Protagonism of the young quilombolas of Batoque
Protagonism of the young quilombolas of Batoque – United community, strengthened youth
The Quilombola community of Batoque is located in the city of Pacujá – Ceará. The so called “Quilombola” villages were created in former centuries, when evaded slaves formed their own communities, out of the reach of their slave masters, and have since maintained their union throughout generations. In the Batoque community there is a youth group, the JCC – Young Walking With Christ, founded in 1994. The group maintains its identity and is encouraged by the leadership of its elder members, in a continuous renewal and connections with its cultural roots.
Maria Vladiane Sousa da Silva, one of the group’s coordinators, says that “the community has always been very united, and we always fight for our rights”. Joseli do Nascimento Cordeiro, another member, points out that “the community gives full support to its young people, always being united in all activities. Currently, it is the young that are at the forefront of several projects, such as our association’s initiatives and the community leisure activities”.

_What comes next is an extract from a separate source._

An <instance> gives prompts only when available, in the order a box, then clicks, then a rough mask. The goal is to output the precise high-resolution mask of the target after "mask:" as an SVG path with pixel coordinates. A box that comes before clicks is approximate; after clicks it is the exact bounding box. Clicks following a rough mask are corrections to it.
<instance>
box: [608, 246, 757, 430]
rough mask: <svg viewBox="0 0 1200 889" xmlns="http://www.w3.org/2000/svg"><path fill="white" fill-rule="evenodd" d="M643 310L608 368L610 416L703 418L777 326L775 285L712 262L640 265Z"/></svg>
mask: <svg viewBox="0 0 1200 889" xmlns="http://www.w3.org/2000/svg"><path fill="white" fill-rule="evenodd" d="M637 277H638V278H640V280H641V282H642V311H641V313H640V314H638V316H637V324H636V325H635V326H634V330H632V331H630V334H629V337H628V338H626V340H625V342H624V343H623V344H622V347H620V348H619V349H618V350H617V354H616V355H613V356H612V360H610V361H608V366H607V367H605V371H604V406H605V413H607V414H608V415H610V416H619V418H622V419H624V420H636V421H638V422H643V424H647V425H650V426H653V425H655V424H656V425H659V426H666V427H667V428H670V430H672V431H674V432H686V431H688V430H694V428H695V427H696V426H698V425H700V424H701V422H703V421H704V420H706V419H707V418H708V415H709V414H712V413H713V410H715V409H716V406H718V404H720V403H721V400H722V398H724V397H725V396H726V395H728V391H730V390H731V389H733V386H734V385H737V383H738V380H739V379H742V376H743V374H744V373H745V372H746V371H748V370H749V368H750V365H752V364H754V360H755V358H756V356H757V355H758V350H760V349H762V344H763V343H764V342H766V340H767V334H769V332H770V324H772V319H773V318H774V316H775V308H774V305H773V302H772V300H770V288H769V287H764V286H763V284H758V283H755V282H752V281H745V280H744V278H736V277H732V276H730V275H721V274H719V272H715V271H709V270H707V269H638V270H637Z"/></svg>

The meetings of the youth group are usually held Saturday nights, when they discuss various issues of community interest, such as the political conjuncture, prejudice, racism, agroecology, public policies, rights, abortion, among many others. In addition to the debates, the group organizes a movement to raise funds for the construction of the chapel of ‘Nossa Senhora da Conceição’, through fairs, bingos and raffles. They also perform many other collective cultural actions in the community.
When asked about JCC’s goal, Maria Vladiane Sousa da Silva says “I want the young people to come together, so that the history of the Quilombo does not die, and always make it clear that in life, and for God, we are all the same”. Joseli points out that “the union of young people is important because of all social exclusion they suffer, in reason of being black, quilombolas, as we live in a society that marginalizes these characteristics. And despite the relationship with society in general having improved, there has been very difficult periods, including times when things got violent, so it is a natural thing that our people walk together and organize in groups as a way of defending themselves”.
The youth of Batoque are really the protagonists in their community, as they are at the forefront of actions such as the Batoque Rural Quilombos Remnants Community Association. Young people are also leading the organization of the Black Awareness Week, which takes place in November, with social activities such as coffee with the elderly, plays with children, storytelling and capoeira. This is a time when participants play capoeira and remember the history of the struggle of the first quilombo residents and together rescue part of their history.
Several families from the quilombola community participate directly in the Paulo Freire Project and are accompanied by CETRA. Through the project, young people have participated in workshops with themes such as ‘public policies for the youth’. The Paulo Freire project is carried out by the Center of Labor Studies and Worker’s Assistance – CETRA, the Ceará State Secretariat of Agrarian Development – SDA, an counts with support from the International Fund for Agricultural Development – IFAD.
Maria is part of the state youth network, supported by Caritas, where young people from all territories participate. Other young people from the community have already participated in regional, state and even international exchanges, such as Joseli’s participation in an event in Argentina, in the Latin American Semiarid Knowledge Exchange.
Joseli says that “it was an incredible experience, it was very important for me to see a region similar to ours, that has a lack of water, with rain just some few months of the year, and that is now starting to use our social technologies, like the ‘plate water cisterns’; I hope this can help and develop the lives of families in other countries”. He also says that “it was a time of exchanging experiences, to strengthen as a person, and to strengthen the community. It served to reaffirm that everything we do and fight may take time, but it sure works out in the end. And persistence will always be the best way.”
The young people of Batoque, even facing many obstacles, have been able to enter technical courses and university environments such as Escola Familia Agrícola – EFA, Vale do Acaraú State University – UVA, Federal Institute of Ceará – IFCE and University of International Integration of Lusofonia Afro -Brazilian – UNILAB. In addition to all these activities, the young also participate in male and female soccer teams, perform dance, theater and capoeira training, showing that despite their responsibilities and difficulties, they continue to resist in the Semiarid, living with pleasure, joy and unity, through social and cultural activities that strengthen their community and its historical roots.